「性別の本質は、外見ではなく内面にある」トランスジェンダーの訴えが司法を動かした 「生殖不能手術を求める法律」は憲法違反か
「(手術要件には)憲法違反の疑いが生じている。人格と個性の尊重という観点から適切な対応がされることを望む」 決定後に記者会見した臼井さんは、最高裁の判断について一定の評価をした。「比較的前向きな内容で、一定の理解はしてもらえた。今までの苦労が報われ、次につながると思う」 ▽法改正で結婚が可能になるが懸念も 臼井さんは現在、新庄村で農業を営みながら、パートナーとその息子(13)と暮らす。人口が千人を切る村では実質的に家族と認められている。ただ、法律上の関係はなく、マイナンバーカードを代理で受け取れないといった不都合もある。 別のトランスジェンダーが訴え、最高裁で審理されている家事審判で、大法廷が「違憲」と判断されれば、特例法が改正になって手術しなくても性別変更が認められるはず。そうなれば、パートナーと法律婚することも可能だ。 最高裁決定を前に、前向きな司法判断も出始めた。10月11日、静岡家裁浜松支部が規定を「違憲」と判断。手術規定については、こんな指摘をした。

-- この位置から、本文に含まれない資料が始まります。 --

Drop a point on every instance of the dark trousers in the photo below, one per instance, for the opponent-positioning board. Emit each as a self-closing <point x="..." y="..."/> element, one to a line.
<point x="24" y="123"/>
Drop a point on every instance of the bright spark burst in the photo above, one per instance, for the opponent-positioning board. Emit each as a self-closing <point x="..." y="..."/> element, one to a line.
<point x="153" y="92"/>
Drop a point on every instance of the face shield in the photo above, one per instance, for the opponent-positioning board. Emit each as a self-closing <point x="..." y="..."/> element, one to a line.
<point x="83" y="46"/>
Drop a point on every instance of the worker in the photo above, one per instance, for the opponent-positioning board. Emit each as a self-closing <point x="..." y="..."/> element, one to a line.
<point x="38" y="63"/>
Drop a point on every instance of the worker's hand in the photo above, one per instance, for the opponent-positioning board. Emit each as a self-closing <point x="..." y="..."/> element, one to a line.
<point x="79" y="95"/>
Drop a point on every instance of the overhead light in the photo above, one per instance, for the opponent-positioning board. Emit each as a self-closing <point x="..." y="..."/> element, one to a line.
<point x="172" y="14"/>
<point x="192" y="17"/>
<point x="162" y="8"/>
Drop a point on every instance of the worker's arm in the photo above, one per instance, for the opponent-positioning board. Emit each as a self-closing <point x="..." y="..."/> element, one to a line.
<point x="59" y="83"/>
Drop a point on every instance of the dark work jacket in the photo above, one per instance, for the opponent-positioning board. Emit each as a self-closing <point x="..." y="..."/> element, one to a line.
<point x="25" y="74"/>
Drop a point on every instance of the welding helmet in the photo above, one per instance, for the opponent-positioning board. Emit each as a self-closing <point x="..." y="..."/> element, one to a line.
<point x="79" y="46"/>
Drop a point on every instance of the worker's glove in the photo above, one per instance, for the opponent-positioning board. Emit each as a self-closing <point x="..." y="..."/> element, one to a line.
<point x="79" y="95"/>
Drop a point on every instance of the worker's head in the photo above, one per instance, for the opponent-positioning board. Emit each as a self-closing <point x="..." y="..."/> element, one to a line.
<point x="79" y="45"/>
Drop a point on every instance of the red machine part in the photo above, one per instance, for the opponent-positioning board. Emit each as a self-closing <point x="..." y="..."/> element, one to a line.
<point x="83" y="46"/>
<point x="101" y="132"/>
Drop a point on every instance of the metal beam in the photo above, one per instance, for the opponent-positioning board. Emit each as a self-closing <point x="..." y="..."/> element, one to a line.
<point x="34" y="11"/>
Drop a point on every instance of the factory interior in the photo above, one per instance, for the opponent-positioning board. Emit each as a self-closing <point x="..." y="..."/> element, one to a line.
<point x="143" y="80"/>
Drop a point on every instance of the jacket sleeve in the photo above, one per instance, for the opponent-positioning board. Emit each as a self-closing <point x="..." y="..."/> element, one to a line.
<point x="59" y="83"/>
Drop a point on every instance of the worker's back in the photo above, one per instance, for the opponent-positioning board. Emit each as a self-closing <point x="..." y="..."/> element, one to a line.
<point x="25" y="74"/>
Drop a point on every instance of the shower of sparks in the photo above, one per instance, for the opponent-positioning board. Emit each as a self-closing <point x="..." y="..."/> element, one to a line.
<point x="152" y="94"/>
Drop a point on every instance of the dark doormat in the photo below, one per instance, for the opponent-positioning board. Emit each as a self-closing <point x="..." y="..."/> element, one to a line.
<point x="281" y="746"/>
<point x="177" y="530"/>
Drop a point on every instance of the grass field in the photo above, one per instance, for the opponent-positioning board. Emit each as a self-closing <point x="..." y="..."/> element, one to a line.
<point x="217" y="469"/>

「性同一性障害者の意思に反して身体への侵襲を受けない自由を制約するのは合理的とは言いがたい」 この判断に、臼井さんも喜んだ。「これまで多くの当事者が訴え、一段一段上ってきた階段。また一つ駒を進めた。感慨深い」 一方で危惧もある。性的少数者への理解は格段に広がったが、一部には「『性自認は女性』と主張する男性が、女子トイレや女湯に入ってきたらどうするのか」と声高に叫ぶ人もいる。法律が変わったとしても、社会が「性別は男女二つしかない」との前提で成り立っていれば、反発を招くだけではないのか。 「トランスジェンダーがどうしたら生きやすくなるか。裁判をきっかけに社会が真剣に考えてくれたら」。そう願いながら、扉が開く日を待っている。